Seine Kunden sind verunsichert. Genau das aber freut Jens Greve. Er betreibt eine Strombörse in Internet. „Nach der Liberalisierung des Strommarktes war klar, dass die Leute nicht mehr rechts und links wissen. Da kam uns die Idee, eine Plattform zu entwickeln, die die Entscheidung im Tarifwirrwarr der Stromanbieter erleichtern sollte“, sagt der Jungunternehmer. Er kratzte mit seinen Partnern 200.000 Mark zusammen und ging mit diesem Startkapital Anfang November unter www.stromfreiheit.de online.
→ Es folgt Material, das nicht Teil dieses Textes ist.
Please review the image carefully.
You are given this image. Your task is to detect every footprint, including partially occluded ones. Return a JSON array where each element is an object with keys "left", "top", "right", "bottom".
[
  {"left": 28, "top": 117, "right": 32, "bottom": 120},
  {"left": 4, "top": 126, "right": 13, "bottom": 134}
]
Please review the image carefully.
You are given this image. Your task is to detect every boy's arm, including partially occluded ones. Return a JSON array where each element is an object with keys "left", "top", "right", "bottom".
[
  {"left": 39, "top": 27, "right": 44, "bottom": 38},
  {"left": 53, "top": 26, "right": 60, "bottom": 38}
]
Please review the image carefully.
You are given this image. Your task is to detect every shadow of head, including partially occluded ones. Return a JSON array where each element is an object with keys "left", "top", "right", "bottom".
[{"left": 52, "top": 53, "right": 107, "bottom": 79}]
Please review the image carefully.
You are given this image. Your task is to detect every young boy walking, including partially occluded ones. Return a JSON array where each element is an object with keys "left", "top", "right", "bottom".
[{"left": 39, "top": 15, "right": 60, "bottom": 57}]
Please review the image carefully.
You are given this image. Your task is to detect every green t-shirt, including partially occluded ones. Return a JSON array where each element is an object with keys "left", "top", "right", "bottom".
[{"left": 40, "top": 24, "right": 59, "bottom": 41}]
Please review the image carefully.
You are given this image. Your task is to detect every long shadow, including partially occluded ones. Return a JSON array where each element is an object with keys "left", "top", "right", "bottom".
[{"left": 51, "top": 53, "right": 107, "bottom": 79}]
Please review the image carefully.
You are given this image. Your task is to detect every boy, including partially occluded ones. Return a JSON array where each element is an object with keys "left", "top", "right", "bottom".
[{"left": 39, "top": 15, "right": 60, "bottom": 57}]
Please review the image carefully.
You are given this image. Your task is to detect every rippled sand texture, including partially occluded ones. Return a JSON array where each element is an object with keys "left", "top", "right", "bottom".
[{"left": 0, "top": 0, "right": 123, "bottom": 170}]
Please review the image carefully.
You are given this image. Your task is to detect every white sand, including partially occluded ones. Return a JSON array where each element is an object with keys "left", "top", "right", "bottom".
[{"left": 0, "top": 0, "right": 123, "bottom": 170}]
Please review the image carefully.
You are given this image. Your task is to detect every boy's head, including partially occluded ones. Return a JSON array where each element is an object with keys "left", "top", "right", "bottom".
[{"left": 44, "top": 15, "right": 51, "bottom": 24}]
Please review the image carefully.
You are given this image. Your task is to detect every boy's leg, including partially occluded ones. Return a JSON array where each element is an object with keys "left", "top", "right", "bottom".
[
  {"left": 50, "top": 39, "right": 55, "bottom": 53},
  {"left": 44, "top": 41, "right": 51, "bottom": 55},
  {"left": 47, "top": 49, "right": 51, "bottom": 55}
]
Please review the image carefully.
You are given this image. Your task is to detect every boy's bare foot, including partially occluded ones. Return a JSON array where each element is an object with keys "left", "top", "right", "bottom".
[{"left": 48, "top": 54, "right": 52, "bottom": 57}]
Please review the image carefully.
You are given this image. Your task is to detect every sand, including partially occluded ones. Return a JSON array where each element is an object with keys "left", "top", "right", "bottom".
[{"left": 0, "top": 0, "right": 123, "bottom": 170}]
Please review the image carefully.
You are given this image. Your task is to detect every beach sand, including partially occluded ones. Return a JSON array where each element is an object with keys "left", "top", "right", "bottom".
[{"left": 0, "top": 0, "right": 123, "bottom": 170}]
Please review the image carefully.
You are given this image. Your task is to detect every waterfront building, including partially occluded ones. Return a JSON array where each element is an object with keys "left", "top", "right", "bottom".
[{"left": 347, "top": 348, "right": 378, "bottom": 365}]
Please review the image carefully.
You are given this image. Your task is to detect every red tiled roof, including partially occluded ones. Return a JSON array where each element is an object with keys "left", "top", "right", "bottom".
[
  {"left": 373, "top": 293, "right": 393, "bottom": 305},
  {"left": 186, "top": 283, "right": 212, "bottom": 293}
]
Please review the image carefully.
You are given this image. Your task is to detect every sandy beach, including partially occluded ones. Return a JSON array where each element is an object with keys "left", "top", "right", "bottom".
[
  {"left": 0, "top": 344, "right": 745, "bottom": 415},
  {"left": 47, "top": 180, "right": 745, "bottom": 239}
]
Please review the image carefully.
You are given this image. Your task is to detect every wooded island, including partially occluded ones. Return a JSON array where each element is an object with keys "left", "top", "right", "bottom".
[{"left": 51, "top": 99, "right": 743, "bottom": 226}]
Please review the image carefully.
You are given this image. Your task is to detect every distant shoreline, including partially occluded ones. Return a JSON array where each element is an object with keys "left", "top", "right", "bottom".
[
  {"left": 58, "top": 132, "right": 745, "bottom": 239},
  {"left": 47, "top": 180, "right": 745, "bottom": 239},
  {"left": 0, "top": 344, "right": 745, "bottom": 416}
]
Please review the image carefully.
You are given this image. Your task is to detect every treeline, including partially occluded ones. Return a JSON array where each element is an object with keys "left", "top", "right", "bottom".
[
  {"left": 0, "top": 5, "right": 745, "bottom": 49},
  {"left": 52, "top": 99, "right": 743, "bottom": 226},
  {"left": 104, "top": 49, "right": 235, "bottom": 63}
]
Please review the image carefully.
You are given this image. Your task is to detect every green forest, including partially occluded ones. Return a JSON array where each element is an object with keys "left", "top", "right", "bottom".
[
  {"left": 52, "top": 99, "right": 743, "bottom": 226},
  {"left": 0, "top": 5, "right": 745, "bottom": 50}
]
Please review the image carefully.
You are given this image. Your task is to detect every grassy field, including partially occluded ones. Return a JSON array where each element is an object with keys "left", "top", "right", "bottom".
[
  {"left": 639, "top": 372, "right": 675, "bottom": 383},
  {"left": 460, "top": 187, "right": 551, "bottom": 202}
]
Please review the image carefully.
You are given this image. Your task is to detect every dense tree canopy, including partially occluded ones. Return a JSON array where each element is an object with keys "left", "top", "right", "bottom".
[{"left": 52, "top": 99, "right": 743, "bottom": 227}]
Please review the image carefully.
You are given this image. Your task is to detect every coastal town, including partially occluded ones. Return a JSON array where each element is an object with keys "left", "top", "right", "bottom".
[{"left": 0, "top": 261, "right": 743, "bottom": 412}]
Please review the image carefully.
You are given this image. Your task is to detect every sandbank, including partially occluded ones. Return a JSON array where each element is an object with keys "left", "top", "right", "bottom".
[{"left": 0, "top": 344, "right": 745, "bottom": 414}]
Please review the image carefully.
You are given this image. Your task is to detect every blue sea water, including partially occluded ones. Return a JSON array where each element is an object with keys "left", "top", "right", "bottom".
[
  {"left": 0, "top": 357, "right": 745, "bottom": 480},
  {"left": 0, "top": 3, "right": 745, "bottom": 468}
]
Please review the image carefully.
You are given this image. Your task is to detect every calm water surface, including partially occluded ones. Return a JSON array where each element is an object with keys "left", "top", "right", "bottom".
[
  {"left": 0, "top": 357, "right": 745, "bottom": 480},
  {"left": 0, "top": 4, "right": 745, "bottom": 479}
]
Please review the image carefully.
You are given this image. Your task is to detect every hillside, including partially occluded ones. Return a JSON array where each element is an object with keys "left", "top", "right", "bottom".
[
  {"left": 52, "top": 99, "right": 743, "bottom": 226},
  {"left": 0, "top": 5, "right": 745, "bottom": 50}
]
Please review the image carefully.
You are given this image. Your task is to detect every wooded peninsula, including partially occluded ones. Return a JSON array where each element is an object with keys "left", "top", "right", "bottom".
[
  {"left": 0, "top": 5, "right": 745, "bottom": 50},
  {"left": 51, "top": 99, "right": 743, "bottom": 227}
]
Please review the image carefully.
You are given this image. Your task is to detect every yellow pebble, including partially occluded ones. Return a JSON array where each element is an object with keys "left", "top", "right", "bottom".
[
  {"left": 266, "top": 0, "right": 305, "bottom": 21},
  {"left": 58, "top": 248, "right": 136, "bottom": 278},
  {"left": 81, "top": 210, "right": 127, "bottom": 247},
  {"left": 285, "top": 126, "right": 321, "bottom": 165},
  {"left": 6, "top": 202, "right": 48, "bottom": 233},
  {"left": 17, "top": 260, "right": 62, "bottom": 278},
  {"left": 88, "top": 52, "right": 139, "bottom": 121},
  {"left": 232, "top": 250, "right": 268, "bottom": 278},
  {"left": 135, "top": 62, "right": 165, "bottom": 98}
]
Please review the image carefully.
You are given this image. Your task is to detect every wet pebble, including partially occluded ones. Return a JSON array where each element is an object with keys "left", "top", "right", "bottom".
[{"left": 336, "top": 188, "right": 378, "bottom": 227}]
„Das Internet bietet im Gegensatz zu anderen Märkten einfach noch Chancen, gute Nischenplätze zu finden“, schwärmt auch Volker Wallrafen von der Multimedia-Agentur kröger&wallrafen in Münster. Seit zwei Jahren organisiert er mit seiner Partnerin Ute Kröger Webauftritte für Unternehmen, von der Programmierung bis zur inhaltlichen Beratung. Gerade mal drei Computer und 25.000 Mark privates Startkapital standen am Anfang dieser Firma.
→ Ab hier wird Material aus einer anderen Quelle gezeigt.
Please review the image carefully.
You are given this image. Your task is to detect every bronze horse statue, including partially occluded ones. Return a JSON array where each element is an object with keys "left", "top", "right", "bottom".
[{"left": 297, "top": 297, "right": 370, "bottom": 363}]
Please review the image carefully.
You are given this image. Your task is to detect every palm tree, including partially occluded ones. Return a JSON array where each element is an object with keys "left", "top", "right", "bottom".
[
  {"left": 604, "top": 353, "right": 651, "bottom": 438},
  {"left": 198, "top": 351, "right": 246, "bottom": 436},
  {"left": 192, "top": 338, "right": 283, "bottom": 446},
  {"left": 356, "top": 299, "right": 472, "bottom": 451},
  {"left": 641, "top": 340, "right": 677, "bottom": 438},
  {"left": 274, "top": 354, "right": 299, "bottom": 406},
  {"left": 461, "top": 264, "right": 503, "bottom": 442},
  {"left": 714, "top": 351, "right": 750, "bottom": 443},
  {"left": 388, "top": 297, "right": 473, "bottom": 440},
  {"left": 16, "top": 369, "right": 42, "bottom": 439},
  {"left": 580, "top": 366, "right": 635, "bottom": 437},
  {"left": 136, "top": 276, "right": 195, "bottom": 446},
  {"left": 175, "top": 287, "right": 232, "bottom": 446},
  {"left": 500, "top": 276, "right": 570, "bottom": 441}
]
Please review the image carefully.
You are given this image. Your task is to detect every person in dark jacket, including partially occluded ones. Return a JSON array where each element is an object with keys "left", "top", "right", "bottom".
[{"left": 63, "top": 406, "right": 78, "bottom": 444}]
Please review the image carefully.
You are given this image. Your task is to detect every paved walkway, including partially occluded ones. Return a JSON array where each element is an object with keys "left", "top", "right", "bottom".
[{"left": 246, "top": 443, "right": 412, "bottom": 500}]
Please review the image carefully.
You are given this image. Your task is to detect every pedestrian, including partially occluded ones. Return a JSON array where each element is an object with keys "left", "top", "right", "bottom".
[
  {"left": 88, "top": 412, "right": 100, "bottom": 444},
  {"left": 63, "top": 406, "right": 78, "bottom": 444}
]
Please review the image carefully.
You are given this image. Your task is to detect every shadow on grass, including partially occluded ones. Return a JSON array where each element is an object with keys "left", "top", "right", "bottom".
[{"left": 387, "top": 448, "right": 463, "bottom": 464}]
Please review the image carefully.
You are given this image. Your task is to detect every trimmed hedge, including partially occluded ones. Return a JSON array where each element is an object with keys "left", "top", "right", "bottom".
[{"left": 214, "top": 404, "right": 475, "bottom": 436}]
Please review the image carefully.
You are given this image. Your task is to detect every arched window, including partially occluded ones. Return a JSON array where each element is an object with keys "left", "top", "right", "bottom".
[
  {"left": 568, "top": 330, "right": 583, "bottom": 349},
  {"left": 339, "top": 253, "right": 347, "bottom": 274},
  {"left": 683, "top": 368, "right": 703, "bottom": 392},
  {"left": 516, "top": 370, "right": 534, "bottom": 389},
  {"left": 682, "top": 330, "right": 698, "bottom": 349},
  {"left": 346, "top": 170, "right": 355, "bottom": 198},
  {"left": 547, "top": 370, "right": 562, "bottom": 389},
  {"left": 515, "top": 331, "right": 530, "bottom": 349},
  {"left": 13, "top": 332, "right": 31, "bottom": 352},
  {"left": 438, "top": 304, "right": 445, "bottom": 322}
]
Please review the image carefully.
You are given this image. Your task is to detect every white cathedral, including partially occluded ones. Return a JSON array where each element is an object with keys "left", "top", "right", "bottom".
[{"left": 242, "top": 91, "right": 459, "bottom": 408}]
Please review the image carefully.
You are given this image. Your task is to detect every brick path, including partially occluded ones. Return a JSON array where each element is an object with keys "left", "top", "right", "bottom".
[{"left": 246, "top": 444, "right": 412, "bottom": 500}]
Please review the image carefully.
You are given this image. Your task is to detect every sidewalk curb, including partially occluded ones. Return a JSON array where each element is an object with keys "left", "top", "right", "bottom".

Dem E-Commerce gehöre die Zukunft, meinen die neuen Gurus der neuen Märkte, und auch seriöse Wirtschaftsforscher stimmen ihnen in der Regel zu. Nur lässt sie in Deutschland noch arg auf sich warten, die Zukunft. Unternehmer wie Jens Greve oder Volker Wallrafen sind immer noch eine kleine, avantgardistische Minderheit. Daran haben bislang auch Dutzende von Förderprogrammen der Länder und des Bundes nichts geändert. Vollmundig hatte die rot-grüne Bundesregierung Ende Oktober einen „Aktionsplan“ für das 21. Jahrhundert beschlossen und verkündet. Mit einem umfassenden Rahmenprogramm sollen unter anderem „innovative Existenzgründungen“ und eine für neue Informations- und Kommunikationstechniken „offene Kultur“ gefördert werden. Für das nächste Jahr ist ein „Gründerwettbewerb Multimedia“ und ein Ausbau der „Unternehmensgründungen von Frauen“ geplant. Vier Millionen Mark Steuergeld dürfen beide Projekte kosten.

Andere Angebote für Existenzgründer liegen in den zuständigen Amtsstuben schon jetzt bereit. Sie sollen helfen, Kapital und Kompetenz zu beschaffen. Aber wer sich tatsächlich an die Umsetzung seiner Geschäftsidee wagt, steht vor einem wahren Dschungel an Adressen und Vorschriften. Einen gewissen Überblick über staatliche, halbstaatliche und private Hilfen gibt die „Online-Akademie für Existenzgründer und Jungunternehmer“, die in Zusammenarbeit mit dem Bundeswirtschaftsministerium entstanden ist. Un- ter www.focus.de/existenzgruendung bietet sie eine Linksammlung zu wichtigen Fragen der Existenzgründung an. Nützliche Informationen können außerdem bei insgesamt 24 so genannten „Kompentenz-Zentren für elektronischen Geschäftsverkehr“ abgerufen werden. Die Liste ist unter www.ec-net.de einzusehen. Auch ein Blick in die „Förderdatenbank“ des Bundeswirtschaftsministeriums kann sich lohnen. Unter www.bmwi.de sind einige Links zu Angeboten aus den Bundesländern versammelt, beispielsweise zur Bayerische Beteiligungsgesellschaft (BayBG), die sich an „innovationsorientierten“ Existenzgründungen mit Summen zwischen 100.000 und 2 Millionen Mark als stille Gesellschafterin beteiligt. Wer mit weniger Geld auskommt, sollte sich eher an die Deutsche Ausgleichsbank (DtA) wenden, die maximal 50.000 Euro als Darlehen aus der Bundeskasse zur Verfügung stellt. Das sogar dann, wenn die neue Firma zunächst als Nebenerwerb geführt werden soll.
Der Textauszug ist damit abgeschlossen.